Midlands accountants Reynolds and Co has accused HM Revenue & Customs of ‘big brother’ tactics because of a new consultation document released by the body that would give it unprecedented new powers to demand trading information from companies.
The new document – Modernising Powers, Deterrents and Safeguards – is the latest bid to increase surveillance on the Midlands and UK business community.
Under the current rules, HMRC can ask banks and estate agents for information about their customers to help in the pursuit of tax evaders.
But as part of the new consultation, HMRC is proposing that all businesses be required to disclose information on people that trade with them. If successful, it will force businesses to disclose customers’ details to help it identify and prevent tax evasion.
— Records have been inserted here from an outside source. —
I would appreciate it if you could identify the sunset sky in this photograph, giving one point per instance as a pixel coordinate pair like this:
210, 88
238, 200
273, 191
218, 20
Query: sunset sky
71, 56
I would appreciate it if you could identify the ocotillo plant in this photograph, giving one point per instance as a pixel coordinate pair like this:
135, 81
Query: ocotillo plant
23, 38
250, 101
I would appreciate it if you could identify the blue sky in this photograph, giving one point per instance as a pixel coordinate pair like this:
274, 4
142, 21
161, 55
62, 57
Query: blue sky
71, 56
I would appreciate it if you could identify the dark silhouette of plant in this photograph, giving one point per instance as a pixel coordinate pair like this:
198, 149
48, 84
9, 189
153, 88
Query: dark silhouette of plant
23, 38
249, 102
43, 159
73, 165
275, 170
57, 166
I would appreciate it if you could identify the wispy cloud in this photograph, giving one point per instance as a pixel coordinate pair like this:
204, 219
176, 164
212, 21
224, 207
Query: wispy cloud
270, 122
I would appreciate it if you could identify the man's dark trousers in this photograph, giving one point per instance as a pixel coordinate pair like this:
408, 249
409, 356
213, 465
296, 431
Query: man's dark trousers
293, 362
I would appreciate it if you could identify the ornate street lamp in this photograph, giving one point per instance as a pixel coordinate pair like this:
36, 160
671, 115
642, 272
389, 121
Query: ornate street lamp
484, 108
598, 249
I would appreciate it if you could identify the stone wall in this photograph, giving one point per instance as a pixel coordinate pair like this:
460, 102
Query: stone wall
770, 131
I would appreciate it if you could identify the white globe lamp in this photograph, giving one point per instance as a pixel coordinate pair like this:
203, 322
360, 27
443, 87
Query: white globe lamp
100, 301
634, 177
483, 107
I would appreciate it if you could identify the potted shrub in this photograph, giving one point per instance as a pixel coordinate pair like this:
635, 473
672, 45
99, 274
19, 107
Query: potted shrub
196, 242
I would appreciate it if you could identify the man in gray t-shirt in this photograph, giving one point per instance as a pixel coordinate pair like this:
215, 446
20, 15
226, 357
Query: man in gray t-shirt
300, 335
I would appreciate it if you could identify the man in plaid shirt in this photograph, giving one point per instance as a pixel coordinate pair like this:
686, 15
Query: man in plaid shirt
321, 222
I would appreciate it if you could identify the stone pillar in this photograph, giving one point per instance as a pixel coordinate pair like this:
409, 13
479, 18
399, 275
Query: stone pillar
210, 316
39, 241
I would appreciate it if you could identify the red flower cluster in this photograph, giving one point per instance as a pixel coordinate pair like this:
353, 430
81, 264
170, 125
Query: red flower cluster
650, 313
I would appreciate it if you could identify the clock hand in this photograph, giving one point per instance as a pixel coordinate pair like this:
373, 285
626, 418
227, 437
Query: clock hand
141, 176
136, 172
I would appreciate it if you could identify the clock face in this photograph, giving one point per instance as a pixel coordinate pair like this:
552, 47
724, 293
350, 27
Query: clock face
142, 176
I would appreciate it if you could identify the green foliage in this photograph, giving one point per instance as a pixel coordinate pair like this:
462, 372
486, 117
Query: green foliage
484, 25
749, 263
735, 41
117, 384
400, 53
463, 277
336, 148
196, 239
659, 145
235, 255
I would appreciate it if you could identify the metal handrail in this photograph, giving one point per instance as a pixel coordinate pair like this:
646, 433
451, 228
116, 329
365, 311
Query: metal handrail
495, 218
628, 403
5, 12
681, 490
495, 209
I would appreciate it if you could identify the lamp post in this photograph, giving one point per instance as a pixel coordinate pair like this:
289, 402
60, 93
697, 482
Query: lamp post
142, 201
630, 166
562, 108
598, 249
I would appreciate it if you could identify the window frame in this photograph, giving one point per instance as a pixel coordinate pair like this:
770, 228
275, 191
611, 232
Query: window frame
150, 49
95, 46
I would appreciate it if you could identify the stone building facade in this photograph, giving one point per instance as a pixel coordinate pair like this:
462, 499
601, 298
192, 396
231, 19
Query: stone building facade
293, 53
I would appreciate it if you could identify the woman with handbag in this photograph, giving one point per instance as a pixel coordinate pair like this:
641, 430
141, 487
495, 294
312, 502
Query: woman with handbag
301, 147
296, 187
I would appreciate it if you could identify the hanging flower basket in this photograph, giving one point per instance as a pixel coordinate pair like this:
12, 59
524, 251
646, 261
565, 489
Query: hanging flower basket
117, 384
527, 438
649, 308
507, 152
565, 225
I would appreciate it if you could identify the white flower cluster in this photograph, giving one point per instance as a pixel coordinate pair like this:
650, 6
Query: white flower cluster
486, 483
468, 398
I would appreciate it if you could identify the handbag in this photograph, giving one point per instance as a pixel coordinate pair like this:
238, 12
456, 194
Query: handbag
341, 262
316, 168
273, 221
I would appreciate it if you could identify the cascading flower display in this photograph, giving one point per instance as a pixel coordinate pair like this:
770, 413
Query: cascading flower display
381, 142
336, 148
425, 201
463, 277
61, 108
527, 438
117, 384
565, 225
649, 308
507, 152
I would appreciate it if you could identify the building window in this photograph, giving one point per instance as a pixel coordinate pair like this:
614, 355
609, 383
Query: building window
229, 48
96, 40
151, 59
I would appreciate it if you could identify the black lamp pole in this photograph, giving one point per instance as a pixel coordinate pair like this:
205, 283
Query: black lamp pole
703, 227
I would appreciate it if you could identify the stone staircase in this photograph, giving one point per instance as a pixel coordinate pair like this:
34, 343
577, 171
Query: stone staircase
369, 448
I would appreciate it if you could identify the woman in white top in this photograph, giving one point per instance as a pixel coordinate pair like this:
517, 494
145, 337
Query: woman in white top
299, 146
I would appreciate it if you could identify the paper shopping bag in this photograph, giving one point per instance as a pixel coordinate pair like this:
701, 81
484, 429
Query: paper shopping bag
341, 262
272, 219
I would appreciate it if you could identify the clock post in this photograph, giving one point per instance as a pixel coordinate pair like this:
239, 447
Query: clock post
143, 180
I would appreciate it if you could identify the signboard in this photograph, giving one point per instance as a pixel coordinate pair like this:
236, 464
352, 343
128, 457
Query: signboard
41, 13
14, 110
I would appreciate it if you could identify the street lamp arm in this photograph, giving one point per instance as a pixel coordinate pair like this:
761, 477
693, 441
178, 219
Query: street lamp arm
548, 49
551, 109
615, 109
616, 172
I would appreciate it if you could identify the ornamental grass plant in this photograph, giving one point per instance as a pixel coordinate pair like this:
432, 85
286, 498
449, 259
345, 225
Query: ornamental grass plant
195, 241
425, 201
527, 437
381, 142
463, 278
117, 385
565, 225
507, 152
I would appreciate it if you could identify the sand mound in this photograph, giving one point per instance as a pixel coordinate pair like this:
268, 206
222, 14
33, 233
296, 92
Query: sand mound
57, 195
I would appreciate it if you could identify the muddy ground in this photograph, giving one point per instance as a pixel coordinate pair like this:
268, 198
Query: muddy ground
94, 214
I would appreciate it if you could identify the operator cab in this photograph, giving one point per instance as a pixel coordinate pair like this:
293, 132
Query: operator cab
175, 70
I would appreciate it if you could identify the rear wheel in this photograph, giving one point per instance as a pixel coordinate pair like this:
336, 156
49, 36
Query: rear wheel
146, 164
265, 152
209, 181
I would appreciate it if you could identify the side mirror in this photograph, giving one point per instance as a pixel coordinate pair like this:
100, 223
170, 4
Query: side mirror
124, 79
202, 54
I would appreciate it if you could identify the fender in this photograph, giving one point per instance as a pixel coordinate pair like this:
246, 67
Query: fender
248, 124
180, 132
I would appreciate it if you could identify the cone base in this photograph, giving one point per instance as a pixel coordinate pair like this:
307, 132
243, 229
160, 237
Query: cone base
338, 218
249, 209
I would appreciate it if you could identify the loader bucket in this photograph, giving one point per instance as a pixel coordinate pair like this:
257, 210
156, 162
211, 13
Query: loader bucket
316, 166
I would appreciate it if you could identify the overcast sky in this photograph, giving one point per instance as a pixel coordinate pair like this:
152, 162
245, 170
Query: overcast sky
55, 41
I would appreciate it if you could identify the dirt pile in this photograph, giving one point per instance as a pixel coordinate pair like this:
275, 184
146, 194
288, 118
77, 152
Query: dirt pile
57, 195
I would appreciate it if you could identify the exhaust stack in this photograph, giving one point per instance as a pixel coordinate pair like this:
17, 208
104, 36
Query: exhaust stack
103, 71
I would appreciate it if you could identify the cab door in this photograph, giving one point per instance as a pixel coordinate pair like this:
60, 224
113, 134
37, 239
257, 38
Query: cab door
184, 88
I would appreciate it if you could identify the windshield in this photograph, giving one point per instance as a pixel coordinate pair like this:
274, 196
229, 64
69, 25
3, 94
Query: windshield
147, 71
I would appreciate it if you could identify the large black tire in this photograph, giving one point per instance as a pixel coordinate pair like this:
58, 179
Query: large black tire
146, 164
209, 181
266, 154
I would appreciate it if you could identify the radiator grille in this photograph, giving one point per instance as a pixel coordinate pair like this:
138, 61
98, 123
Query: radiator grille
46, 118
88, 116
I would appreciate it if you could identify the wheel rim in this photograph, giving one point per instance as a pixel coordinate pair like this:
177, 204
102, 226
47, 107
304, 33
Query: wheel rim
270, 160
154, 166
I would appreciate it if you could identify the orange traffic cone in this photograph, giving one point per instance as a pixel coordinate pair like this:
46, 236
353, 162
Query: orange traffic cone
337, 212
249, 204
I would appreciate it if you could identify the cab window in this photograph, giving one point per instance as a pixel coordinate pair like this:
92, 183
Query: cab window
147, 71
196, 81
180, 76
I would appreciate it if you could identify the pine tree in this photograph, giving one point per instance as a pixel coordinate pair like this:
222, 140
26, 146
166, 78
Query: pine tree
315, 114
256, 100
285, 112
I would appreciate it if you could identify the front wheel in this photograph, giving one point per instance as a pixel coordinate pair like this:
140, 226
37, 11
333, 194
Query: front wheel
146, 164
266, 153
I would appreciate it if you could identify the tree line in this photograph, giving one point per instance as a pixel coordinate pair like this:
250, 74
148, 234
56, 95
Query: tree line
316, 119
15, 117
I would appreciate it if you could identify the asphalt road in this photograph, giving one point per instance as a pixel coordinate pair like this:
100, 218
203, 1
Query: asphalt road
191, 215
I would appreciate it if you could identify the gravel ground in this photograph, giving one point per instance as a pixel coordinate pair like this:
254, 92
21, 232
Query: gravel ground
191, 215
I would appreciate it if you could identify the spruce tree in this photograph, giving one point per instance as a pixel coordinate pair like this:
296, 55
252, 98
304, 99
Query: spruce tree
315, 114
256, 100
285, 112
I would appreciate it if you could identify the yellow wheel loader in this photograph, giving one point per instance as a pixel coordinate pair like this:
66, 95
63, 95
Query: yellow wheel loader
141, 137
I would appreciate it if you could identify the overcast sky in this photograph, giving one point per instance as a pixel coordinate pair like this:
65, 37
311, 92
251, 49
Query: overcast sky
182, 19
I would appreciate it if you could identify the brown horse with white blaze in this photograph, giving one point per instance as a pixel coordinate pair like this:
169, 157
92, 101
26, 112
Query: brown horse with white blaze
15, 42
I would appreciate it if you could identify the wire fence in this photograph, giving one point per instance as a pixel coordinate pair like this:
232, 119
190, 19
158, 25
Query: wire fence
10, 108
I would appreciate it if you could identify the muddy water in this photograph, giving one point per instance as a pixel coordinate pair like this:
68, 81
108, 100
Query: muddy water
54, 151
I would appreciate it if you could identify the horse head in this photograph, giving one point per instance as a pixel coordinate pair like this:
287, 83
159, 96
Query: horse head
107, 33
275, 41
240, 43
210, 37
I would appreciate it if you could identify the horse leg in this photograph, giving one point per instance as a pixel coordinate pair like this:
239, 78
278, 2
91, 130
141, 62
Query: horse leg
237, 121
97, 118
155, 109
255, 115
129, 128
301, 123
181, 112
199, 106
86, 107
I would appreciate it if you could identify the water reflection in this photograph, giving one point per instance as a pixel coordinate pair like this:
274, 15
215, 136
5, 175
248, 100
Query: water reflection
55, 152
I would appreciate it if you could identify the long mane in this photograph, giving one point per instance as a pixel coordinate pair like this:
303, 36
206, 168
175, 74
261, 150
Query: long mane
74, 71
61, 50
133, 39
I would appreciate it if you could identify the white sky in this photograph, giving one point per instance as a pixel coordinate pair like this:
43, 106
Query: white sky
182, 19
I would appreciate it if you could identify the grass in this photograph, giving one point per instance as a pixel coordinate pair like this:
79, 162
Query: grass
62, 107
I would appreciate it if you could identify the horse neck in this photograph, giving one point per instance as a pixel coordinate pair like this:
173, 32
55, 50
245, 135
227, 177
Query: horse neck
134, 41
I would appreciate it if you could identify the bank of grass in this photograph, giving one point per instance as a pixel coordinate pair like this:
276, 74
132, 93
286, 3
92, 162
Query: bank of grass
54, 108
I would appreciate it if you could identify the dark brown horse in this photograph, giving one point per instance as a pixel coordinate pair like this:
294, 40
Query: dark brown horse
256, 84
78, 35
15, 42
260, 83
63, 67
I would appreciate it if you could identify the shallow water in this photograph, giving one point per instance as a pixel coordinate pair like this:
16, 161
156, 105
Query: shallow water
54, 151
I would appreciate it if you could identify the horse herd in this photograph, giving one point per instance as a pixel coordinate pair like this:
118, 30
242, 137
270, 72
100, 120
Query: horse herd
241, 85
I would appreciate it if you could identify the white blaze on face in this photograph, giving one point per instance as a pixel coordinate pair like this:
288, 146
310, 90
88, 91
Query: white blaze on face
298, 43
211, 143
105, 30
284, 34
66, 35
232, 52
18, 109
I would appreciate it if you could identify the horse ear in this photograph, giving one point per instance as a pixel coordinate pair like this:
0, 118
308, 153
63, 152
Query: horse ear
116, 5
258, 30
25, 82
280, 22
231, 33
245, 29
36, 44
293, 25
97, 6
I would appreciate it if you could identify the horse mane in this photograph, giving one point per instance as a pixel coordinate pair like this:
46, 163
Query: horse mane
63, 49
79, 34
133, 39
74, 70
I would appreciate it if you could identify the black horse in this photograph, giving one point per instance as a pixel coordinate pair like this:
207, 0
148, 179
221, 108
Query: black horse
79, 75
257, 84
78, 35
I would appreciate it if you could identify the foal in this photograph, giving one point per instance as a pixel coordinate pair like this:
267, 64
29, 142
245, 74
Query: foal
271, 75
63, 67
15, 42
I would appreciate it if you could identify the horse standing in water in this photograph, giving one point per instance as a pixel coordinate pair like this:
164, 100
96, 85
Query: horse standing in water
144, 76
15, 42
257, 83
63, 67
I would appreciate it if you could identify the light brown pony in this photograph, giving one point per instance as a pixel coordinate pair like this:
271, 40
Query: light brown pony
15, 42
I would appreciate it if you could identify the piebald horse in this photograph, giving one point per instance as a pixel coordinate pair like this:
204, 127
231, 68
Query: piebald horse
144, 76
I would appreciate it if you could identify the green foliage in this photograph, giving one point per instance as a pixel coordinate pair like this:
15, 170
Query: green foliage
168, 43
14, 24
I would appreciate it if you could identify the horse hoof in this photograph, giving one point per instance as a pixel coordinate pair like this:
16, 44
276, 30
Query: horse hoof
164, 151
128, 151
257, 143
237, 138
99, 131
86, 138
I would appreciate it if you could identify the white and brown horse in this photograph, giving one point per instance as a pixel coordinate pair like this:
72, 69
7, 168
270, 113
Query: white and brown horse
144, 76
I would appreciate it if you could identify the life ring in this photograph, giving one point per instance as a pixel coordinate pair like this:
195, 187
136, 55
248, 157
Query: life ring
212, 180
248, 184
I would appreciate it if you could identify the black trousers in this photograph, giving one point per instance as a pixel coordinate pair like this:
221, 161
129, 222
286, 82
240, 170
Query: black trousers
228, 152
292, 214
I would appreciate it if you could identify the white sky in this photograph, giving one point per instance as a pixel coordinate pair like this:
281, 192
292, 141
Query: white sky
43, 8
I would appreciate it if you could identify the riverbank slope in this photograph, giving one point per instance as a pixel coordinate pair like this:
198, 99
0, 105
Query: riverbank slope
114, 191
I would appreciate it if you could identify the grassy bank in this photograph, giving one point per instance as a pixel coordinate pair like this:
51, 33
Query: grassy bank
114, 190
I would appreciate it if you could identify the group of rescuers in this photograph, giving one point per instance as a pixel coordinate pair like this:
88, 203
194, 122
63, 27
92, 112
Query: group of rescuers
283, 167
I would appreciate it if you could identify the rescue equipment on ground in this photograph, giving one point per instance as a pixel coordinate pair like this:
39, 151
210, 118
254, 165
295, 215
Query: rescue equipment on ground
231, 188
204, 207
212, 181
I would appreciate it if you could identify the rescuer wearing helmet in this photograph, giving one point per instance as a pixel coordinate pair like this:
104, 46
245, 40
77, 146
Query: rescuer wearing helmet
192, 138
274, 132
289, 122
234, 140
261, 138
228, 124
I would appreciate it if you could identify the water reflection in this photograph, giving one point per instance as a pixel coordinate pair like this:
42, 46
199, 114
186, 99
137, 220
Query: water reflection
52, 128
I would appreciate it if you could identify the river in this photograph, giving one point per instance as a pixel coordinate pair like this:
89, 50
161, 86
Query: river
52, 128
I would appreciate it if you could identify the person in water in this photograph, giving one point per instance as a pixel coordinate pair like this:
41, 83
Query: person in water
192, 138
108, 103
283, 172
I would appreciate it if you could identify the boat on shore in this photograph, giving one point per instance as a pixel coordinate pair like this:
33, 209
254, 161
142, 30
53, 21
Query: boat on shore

The Birmingham-based accountancy specialist said it believes the HMRC application to access this ‘power’ is a step too far.
Nigel Reynolds, the principal and founder of Reynolds and Co, said: “The taxman has extensive powers of investigation yet they are still not happy.
“With these additional powers, the HMRC will be able to build a database of unprecedented size and power about Midlands and UK citizens and businesses.
“Quite apart from the fact that this is a ‘big brother’ tactic, it will also put an enormous burden on small and medium-sized businesses since they will not have the systems or resources to enable them to comply with such requests.
“This really is taking regulation one step too far. The Government have said in the past that they are trying to reduce the administration burden on small businesses – this possible extension in powers shows no regard for this promise.”
The proposed initiative could see businesses who fail to comply with the regime being fined up to £300 or more, plus an additional daily penalty of £60.
“It is also topical that although the HMRC are requesting such additional powers,” added Mr Reynolds. “They make no mention during this plea of the fact there are up to £5 billion in overpaid taxes and unclaimed reliefs, which they say will only be dealt with at the request of the taxpayer.”
This follows the HMRC recent move of issuing disclosure notices to 300 UK banks asking them for details of their UK customers with offshore accounts.
Reynolds and Co specialises in accountancy (including Solicitors’ Accounts Rules), taxation and business advisory services. This includes management and business services, business start-up support, tax management, IT support and payroll and book-keeping services.
The firm is also a member of the ACCA, the largest global body for professional accountants – with 131,500 members of the accredited body across the world.
The HMRC consultation is part of an ongoing re-evaluation of the way the organisation works. One major part of the reorganisation this year involves looking at changing the way HMRC publishes the details of companies that default on tax.
Because civil penalties are currently charged by tax authorities instead of through the courts, as in some other countries, there is no automatic publication of cases.